Shared L2ARC - Proof of Concept #14060

problame · 2022-10-20T11:33:26Z

I gave a talk on this PoC at the OpenZFS Developer Summit 2022: Wiki , Slides , Recording

The ARC dynamically shares DRAM capacity among all currently imported zpools. However, the L2ARC does not do the same for block capacity: the L2ARC vdevs of one zpool only cache buffers of that zpool. This can be undesirable on systems that host multiple zpools because it inhibits dynamic sharing of the cache device capacity which is desirable if the need for L2ARC varies among zpools over time, or if the set of zpools that are imported in the system varies over time.

Shared L2ARC addresses this need by decoupling the L2ARC vdevs from the zpools that store actual data. The mechanism that we use is to place the L2ARC vdevs into a special zpool, and to adjust the L2ARC feed thread logic to use that special zpool's L2ARC vdevs for all zpools' buffers.

High-level changes:

Reserve "NTNX-fsvm-local-l2arc" as a magic zpool name. We call this "the l2arc pool". All other pools are called "primary pools".
Make l2arc feed thread feed ARC buffers from any zpool to the l2arc zpool. (Before this patch, the l2arc feed thread would only feed ARC buffers to l2arc devices if they are for the same spa_t).
Change the locking to ensure that the l2arc zpool cannot be removed while there are ongoing reads initiated by arc_read on one of the primary pools.

This is sufficient and retains correctness of the ARC because nothing about the fundamental operation of L2ARC changes. The only thing that changes is that the L2ARC data is stored on vdevs outside the primary pool.

Proof Of Concept => Production

This commit is a proof-of-concept.
It works, it results in the desired performance improvement, and it's stable. But to make it production ready, more work needs to be done.

(1) The design is based on a version of ZFS that does not support encryption nor Persisent L2ARC. I'm no expert in either of these features. Encryption might work just fine as long as the l2arc feed thread can access the encryption keys for l2arc_apply_transforms.
But Persistent L2ARC definitely needs more design work (multiple L2ARC headers?).
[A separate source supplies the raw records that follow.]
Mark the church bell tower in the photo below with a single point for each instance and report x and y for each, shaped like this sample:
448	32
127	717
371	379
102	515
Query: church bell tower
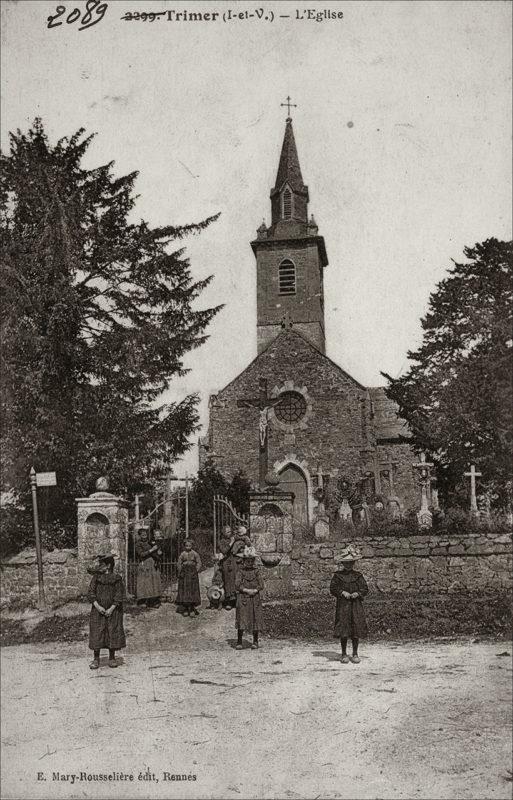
290	258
(2) Remove hard-coded magic name; use a property instead. Make it opt-in so that existing setups are not affected. Example:
zpool create -o share_l2arc_vdevs=on my-l2arc-pool

(3) Coexistence with non-shared L2ARC; also via property. Make it opt-in so that existing setups are not affected. Example:
zpool set use_shared_l2arc=on my-data-pool

Signed-off-by: Christian Schwarz [email protected]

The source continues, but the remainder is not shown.